Of the total defaulted loans, Tk 1,06,982 crore or 88 per cent turned into bad loans which the central bank apprehended were not recoverable.
The total loans disbursed were Tk 14,77,788 crore at the end of December 2022 and 8.16 per cent of them became classified. The ratio was 7.93 per cent at the end of December in 2021.
The rising volume of NPL's is expected to have myriad adverse consequences, including destroying the trust of depositors, which is resulting in reduced deposit growth in the banking sector.
The BB in its report claimed that it had strengthened monitoring on loans and loan recovery of the banks to avert risks of defaulting.

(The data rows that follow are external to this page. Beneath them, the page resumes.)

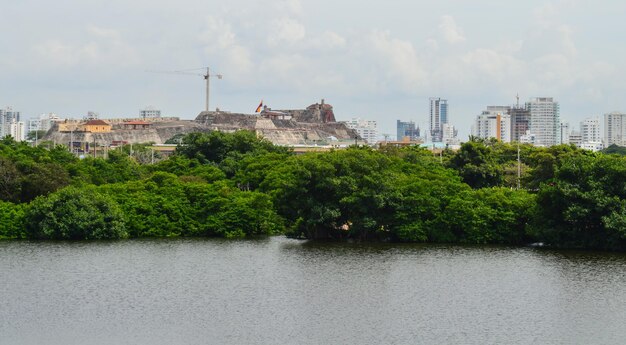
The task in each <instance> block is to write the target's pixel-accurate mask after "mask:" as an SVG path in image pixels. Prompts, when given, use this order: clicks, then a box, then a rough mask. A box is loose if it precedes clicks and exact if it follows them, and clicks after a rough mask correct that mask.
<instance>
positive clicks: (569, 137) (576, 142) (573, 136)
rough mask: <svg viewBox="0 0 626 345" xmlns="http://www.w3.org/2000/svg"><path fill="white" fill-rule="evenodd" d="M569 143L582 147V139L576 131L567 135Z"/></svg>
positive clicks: (576, 146) (582, 138) (572, 131)
mask: <svg viewBox="0 0 626 345" xmlns="http://www.w3.org/2000/svg"><path fill="white" fill-rule="evenodd" d="M569 143H570V144H572V145H576V147H581V146H582V145H583V138H582V136H581V135H580V132H578V131H571V132H570V134H569Z"/></svg>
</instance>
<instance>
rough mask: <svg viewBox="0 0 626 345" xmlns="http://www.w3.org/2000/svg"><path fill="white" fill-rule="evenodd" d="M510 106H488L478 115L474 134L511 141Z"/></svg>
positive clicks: (485, 136) (476, 134)
mask: <svg viewBox="0 0 626 345" xmlns="http://www.w3.org/2000/svg"><path fill="white" fill-rule="evenodd" d="M510 110H511V107H509V106H488V107H487V110H484V111H483V112H482V114H480V115H478V116H477V117H476V121H475V123H474V126H472V135H474V136H476V137H479V138H484V139H489V138H496V139H497V140H499V141H502V142H505V143H509V142H511V115H510V114H509V112H510Z"/></svg>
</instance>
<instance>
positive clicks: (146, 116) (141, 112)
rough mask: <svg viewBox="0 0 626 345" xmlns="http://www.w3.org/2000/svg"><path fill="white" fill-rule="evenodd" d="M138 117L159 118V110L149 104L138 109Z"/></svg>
mask: <svg viewBox="0 0 626 345" xmlns="http://www.w3.org/2000/svg"><path fill="white" fill-rule="evenodd" d="M139 117H141V118H142V119H153V118H159V117H161V110H159V109H156V108H154V107H153V106H149V107H146V108H145V109H142V110H140V111H139Z"/></svg>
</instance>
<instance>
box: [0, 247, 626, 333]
mask: <svg viewBox="0 0 626 345" xmlns="http://www.w3.org/2000/svg"><path fill="white" fill-rule="evenodd" d="M0 294H1V298H0V344H133V345H135V344H624V343H625V342H626V340H625V339H626V255H624V254H606V253H604V254H602V253H591V252H586V253H585V252H583V253H580V252H556V251H546V250H537V249H531V248H502V247H447V246H425V245H371V244H366V245H363V244H311V243H307V242H303V241H296V240H289V239H284V238H272V239H266V240H259V241H224V240H153V241H145V240H144V241H121V242H109V243H28V242H0Z"/></svg>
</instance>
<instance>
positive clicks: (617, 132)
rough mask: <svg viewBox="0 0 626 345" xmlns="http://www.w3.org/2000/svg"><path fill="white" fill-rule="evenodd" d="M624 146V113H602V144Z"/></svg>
mask: <svg viewBox="0 0 626 345" xmlns="http://www.w3.org/2000/svg"><path fill="white" fill-rule="evenodd" d="M613 144H615V145H617V146H626V114H625V113H618V112H612V113H608V114H604V145H605V146H606V147H609V146H611V145H613Z"/></svg>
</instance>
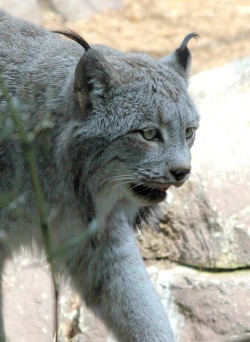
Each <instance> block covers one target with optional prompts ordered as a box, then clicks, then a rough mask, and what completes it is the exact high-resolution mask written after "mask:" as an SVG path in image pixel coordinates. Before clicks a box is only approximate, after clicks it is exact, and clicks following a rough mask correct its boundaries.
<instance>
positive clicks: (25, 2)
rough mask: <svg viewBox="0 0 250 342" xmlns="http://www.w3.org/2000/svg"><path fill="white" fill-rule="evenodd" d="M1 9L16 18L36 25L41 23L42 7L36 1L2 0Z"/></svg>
mask: <svg viewBox="0 0 250 342" xmlns="http://www.w3.org/2000/svg"><path fill="white" fill-rule="evenodd" d="M0 7H1V9H4V10H6V11H8V12H9V13H11V14H12V15H14V16H16V17H19V18H22V19H26V20H29V21H31V22H33V23H35V24H40V22H41V12H40V7H39V5H38V2H37V1H36V0H23V1H20V0H0Z"/></svg>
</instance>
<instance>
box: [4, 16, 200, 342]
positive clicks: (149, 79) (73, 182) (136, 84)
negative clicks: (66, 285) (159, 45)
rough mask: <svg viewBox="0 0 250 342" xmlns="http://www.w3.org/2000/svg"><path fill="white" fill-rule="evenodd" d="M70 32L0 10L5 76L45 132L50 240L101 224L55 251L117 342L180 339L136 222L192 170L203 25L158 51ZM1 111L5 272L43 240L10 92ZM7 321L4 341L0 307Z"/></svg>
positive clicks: (40, 170)
mask: <svg viewBox="0 0 250 342" xmlns="http://www.w3.org/2000/svg"><path fill="white" fill-rule="evenodd" d="M64 35H66V36H67V38H70V39H65V37H62V36H61V35H60V34H59V33H56V32H50V31H48V30H46V29H44V28H41V27H37V26H35V25H33V24H31V23H29V22H26V21H23V20H19V19H16V18H13V17H12V16H10V15H9V14H7V13H6V12H3V11H1V12H0V72H1V77H2V79H3V80H4V82H5V84H6V86H7V87H8V88H9V91H10V93H11V95H12V96H13V98H14V102H15V103H17V104H18V108H19V110H20V111H21V112H22V115H23V120H24V124H25V125H26V127H27V128H28V130H30V131H35V132H36V137H35V141H34V143H33V146H34V148H35V151H36V162H37V169H38V173H39V178H40V181H41V185H42V190H43V193H44V197H45V205H46V208H47V213H48V218H49V226H50V232H51V237H52V248H53V250H56V249H57V248H58V247H60V246H61V245H62V244H64V243H65V242H67V241H70V240H72V239H75V238H76V237H77V236H78V235H79V234H82V232H84V231H85V230H86V229H88V227H89V224H93V223H95V224H96V225H97V228H98V229H97V232H96V234H95V235H94V236H92V237H90V238H88V239H84V240H83V241H82V240H81V241H79V243H78V244H75V245H73V246H72V247H71V248H69V249H67V250H66V251H65V253H63V254H62V255H61V256H60V258H59V259H57V262H56V266H57V270H58V272H60V273H63V274H64V275H65V276H66V277H67V278H68V279H70V280H71V283H72V286H73V287H74V288H75V289H76V290H77V291H78V292H79V294H80V295H81V297H82V299H83V301H84V302H85V303H86V304H87V305H88V306H89V307H90V308H91V309H92V310H93V311H94V312H95V313H96V314H97V315H99V316H100V317H101V319H102V320H103V321H104V323H105V324H106V326H107V327H108V328H109V329H110V330H111V331H112V333H113V334H114V335H115V337H116V338H117V341H119V342H128V341H130V342H142V341H143V342H173V341H174V338H173V333H172V331H171V328H170V325H169V322H168V319H167V317H166V315H165V312H164V309H163V307H162V305H161V303H160V301H159V299H158V298H157V295H156V293H155V291H154V289H153V286H152V284H151V282H150V280H149V278H148V275H147V272H146V269H145V267H144V264H143V261H142V258H141V256H140V253H139V250H138V247H137V244H136V241H135V237H134V229H133V228H134V226H135V225H137V224H141V220H146V221H148V220H149V216H150V215H151V212H152V211H154V206H155V205H158V204H159V203H160V202H162V201H163V200H164V199H165V197H166V191H167V189H168V187H169V186H171V185H172V186H181V185H182V184H183V183H184V182H185V181H186V180H187V179H188V176H189V173H190V169H191V165H190V148H191V146H192V144H193V142H194V138H195V130H196V128H197V127H198V121H199V115H198V113H197V111H196V109H195V106H194V104H193V102H192V100H191V98H190V96H189V94H188V92H187V80H188V76H189V69H190V65H191V54H190V51H189V50H188V48H187V43H188V41H189V40H190V39H191V38H193V37H196V34H191V35H189V36H187V37H186V38H185V39H184V41H183V43H182V44H181V46H180V48H178V49H177V50H176V51H175V52H174V53H173V54H171V55H170V56H167V57H166V58H165V59H163V60H161V61H157V60H155V59H154V58H152V57H150V56H148V55H146V54H138V53H128V54H126V53H123V52H120V51H117V50H115V49H111V48H109V47H106V46H102V45H90V44H88V43H87V42H86V41H85V40H83V38H81V37H80V36H79V35H77V34H75V33H73V32H72V31H70V32H69V31H67V32H66V33H65V32H64ZM72 40H73V41H72ZM0 110H1V112H0V113H1V114H0V115H1V116H0V124H1V126H0V134H1V136H0V161H1V165H0V192H1V195H3V194H4V193H5V192H6V190H8V192H11V196H12V201H15V203H16V205H17V206H16V207H15V209H13V206H8V204H6V205H4V204H3V203H2V202H1V210H0V270H2V269H3V267H4V263H5V260H6V259H7V258H8V257H11V256H12V255H13V253H15V252H18V251H19V250H20V248H21V247H22V246H26V247H33V246H34V244H35V245H36V248H37V249H38V250H43V245H42V242H41V241H42V238H41V232H40V227H39V220H38V213H37V205H36V201H35V199H34V192H33V188H32V184H31V181H30V175H29V171H28V168H27V162H26V159H25V149H24V147H25V146H23V144H22V142H21V141H20V139H18V135H17V134H16V133H17V131H16V129H15V128H14V131H13V132H11V134H9V136H8V137H6V136H4V134H3V132H5V133H6V130H5V128H6V125H7V126H8V124H9V123H10V116H11V114H10V108H8V106H7V107H6V101H5V98H4V96H3V94H2V96H1V101H0ZM44 121H46V122H48V121H49V123H50V126H49V127H50V129H49V130H48V131H46V130H45V131H44V129H41V130H40V128H39V127H40V126H41V127H42V123H43V122H44ZM8 127H9V126H8ZM37 132H39V133H37ZM47 145H48V146H47ZM149 222H150V220H149ZM2 237H5V238H4V239H3V238H2ZM0 301H1V295H0ZM0 331H1V332H2V340H1V342H2V341H5V337H4V329H3V320H2V315H1V313H0Z"/></svg>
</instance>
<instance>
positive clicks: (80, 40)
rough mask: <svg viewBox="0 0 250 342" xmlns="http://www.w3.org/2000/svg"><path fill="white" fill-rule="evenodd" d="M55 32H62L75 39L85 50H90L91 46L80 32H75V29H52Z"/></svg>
mask: <svg viewBox="0 0 250 342" xmlns="http://www.w3.org/2000/svg"><path fill="white" fill-rule="evenodd" d="M52 32H54V33H59V34H62V35H63V36H65V37H67V38H69V39H71V40H74V41H75V42H76V43H78V44H80V45H81V46H82V47H83V48H84V49H85V51H88V50H89V49H90V48H91V46H90V45H89V44H88V43H87V42H86V40H85V39H84V38H83V37H81V36H80V35H79V34H78V33H76V32H74V31H73V30H63V31H52Z"/></svg>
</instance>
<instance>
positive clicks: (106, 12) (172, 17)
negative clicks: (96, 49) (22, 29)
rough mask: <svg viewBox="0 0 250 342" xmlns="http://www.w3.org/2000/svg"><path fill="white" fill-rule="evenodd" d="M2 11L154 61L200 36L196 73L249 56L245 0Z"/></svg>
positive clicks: (90, 41)
mask: <svg viewBox="0 0 250 342" xmlns="http://www.w3.org/2000/svg"><path fill="white" fill-rule="evenodd" d="M0 6H1V7H2V8H6V9H7V10H8V11H10V12H11V13H12V14H13V15H17V16H20V17H22V18H26V19H28V20H31V21H33V22H35V23H36V24H41V25H44V26H46V27H48V28H50V29H57V28H66V27H67V28H71V29H74V30H76V31H77V32H79V33H81V34H82V35H83V36H84V38H85V39H86V40H87V41H88V42H90V43H99V44H105V45H109V46H112V47H114V48H117V49H120V50H122V51H133V52H135V51H143V52H147V53H150V54H151V55H153V56H154V57H156V58H159V57H162V56H164V55H165V54H168V53H170V52H172V50H173V49H175V48H176V47H178V45H179V44H180V42H181V41H182V39H183V37H184V36H185V35H186V34H188V33H190V32H198V33H199V34H200V36H201V38H202V39H200V40H199V43H198V44H196V43H194V42H193V43H191V44H192V53H193V56H194V65H193V72H194V73H196V72H199V71H202V70H206V69H209V68H212V67H216V66H221V65H223V64H224V63H226V62H230V61H233V60H236V59H239V58H244V57H246V56H250V42H249V40H250V2H249V0H220V1H218V0H207V1H202V0H189V1H186V0H177V1H170V0H91V1H90V0H67V1H66V0H22V1H19V0H0Z"/></svg>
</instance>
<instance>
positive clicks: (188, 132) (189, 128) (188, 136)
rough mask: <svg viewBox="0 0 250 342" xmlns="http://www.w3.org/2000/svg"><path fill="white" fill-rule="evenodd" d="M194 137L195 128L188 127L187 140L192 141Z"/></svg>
mask: <svg viewBox="0 0 250 342" xmlns="http://www.w3.org/2000/svg"><path fill="white" fill-rule="evenodd" d="M193 136H194V128H193V127H188V128H187V129H186V133H185V137H186V139H187V140H188V139H191V138H193Z"/></svg>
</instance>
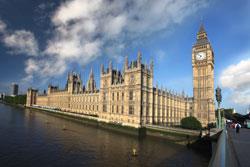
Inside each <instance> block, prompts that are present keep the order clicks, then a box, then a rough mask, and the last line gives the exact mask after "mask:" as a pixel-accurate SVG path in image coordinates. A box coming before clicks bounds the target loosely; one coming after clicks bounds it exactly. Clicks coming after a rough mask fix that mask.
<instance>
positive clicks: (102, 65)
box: [101, 64, 104, 74]
mask: <svg viewBox="0 0 250 167" xmlns="http://www.w3.org/2000/svg"><path fill="white" fill-rule="evenodd" d="M101 74H104V66H103V64H101Z"/></svg>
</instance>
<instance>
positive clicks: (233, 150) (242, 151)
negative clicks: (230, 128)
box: [209, 128, 250, 167]
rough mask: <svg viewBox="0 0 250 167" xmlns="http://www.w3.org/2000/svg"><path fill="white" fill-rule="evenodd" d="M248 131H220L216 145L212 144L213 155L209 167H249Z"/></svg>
mask: <svg viewBox="0 0 250 167" xmlns="http://www.w3.org/2000/svg"><path fill="white" fill-rule="evenodd" d="M249 132H250V130H249V129H243V128H242V129H241V130H240V133H238V134H237V133H236V132H235V129H230V128H225V129H223V130H222V132H221V134H220V137H219V139H218V141H217V143H216V144H213V155H212V158H211V160H210V163H209V167H249V166H250V158H249V153H250V147H249V146H250V133H249Z"/></svg>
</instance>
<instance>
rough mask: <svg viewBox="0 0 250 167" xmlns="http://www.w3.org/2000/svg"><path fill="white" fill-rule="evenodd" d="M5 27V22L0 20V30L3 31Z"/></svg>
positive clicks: (4, 30)
mask: <svg viewBox="0 0 250 167" xmlns="http://www.w3.org/2000/svg"><path fill="white" fill-rule="evenodd" d="M5 29H6V24H5V23H4V22H3V21H2V20H0V32H1V33H3V32H5Z"/></svg>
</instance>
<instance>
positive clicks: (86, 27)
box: [0, 0, 208, 78]
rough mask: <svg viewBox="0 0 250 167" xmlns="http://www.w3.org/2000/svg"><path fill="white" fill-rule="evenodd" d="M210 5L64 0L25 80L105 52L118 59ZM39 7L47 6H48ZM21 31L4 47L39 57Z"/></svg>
mask: <svg viewBox="0 0 250 167" xmlns="http://www.w3.org/2000/svg"><path fill="white" fill-rule="evenodd" d="M207 5H208V3H207V1H206V0H136V1H134V0H127V1H119V0H112V1H109V0H94V1H93V0H67V1H63V2H62V3H61V4H60V5H59V7H58V8H57V9H56V10H55V11H54V12H53V14H52V16H51V18H50V19H51V23H52V26H53V29H51V30H50V31H52V34H53V36H52V37H51V38H50V39H48V40H47V46H46V48H45V50H44V51H43V52H42V53H43V54H39V56H37V57H33V58H32V59H29V60H27V62H26V69H25V71H26V73H27V78H33V76H36V77H40V78H41V77H42V78H45V77H51V76H56V75H61V74H62V73H64V72H65V70H66V69H67V68H68V66H69V65H70V64H71V63H72V62H76V63H79V64H80V65H85V64H87V63H89V62H90V61H93V60H94V59H96V58H98V57H100V56H105V55H108V56H110V57H111V58H114V57H115V58H116V59H117V60H120V57H121V56H124V55H120V54H121V53H122V52H123V50H124V49H128V47H131V46H132V45H134V43H138V42H139V41H144V40H146V38H147V37H149V36H150V35H152V34H154V33H156V32H159V31H168V30H169V29H170V28H172V27H173V26H175V25H176V24H180V23H181V22H182V21H183V20H184V19H186V18H187V17H188V16H191V15H192V14H195V13H196V11H197V10H199V9H201V8H204V7H206V6H207ZM38 8H39V9H41V10H44V9H45V8H46V5H40V6H39V7H38ZM0 25H1V24H0ZM21 34H22V35H21ZM21 34H20V31H15V32H14V33H12V34H10V35H9V36H8V37H7V38H6V39H5V43H6V46H9V47H10V48H12V49H13V50H14V51H19V52H22V53H26V54H29V55H36V54H37V52H39V49H38V48H39V47H38V46H37V42H36V40H35V37H34V35H32V33H28V32H25V31H23V33H21ZM23 35H25V36H23ZM23 37H27V40H24V39H25V38H23ZM16 48H18V50H16ZM159 56H162V54H161V53H160V55H159Z"/></svg>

It also said BB had been working to reduce defaulted loans, address risks in money and loan market, protect interests of depositors, prevent imbalance in between asset and liability in the banking sector and promote growth in the private sector credit for the continuation of economic development.
The central bank has imposed various restrictions on imports of luxury products, which helped to check foreign currency crisis on the market. The real effective exchange rate was Tk 104.81 at the end of December 2022.
The country's trade deficit dropped to $12.3 billion in July-December period of FY23 compared with that of $15.7 billion in the same period in the past financial year 2021-22 due to a fall in imports.
According to the Bangladesh Bank (BB) data, the private sector credit growth dropped to 12.8 per cent in December, the sixth month of the current financial year 2022-23, from 13.97 per cent in November.
Inflation has increased in recent days due to a host of reasons, including rising import cost and energy prices on the local market and appreciation of the dollar against the local currency taka.
Due to the high global inflation, it appeared to be challenging for Bangladesh to lower the inflation to a bearable mark, the report said. Inflation has become the most challenging task for the financial sector.
To avert pressure on the exchange rate, the county needs to reduce imports and raise domestic production, it suggested, adding that exports and remittance inflow must be raised.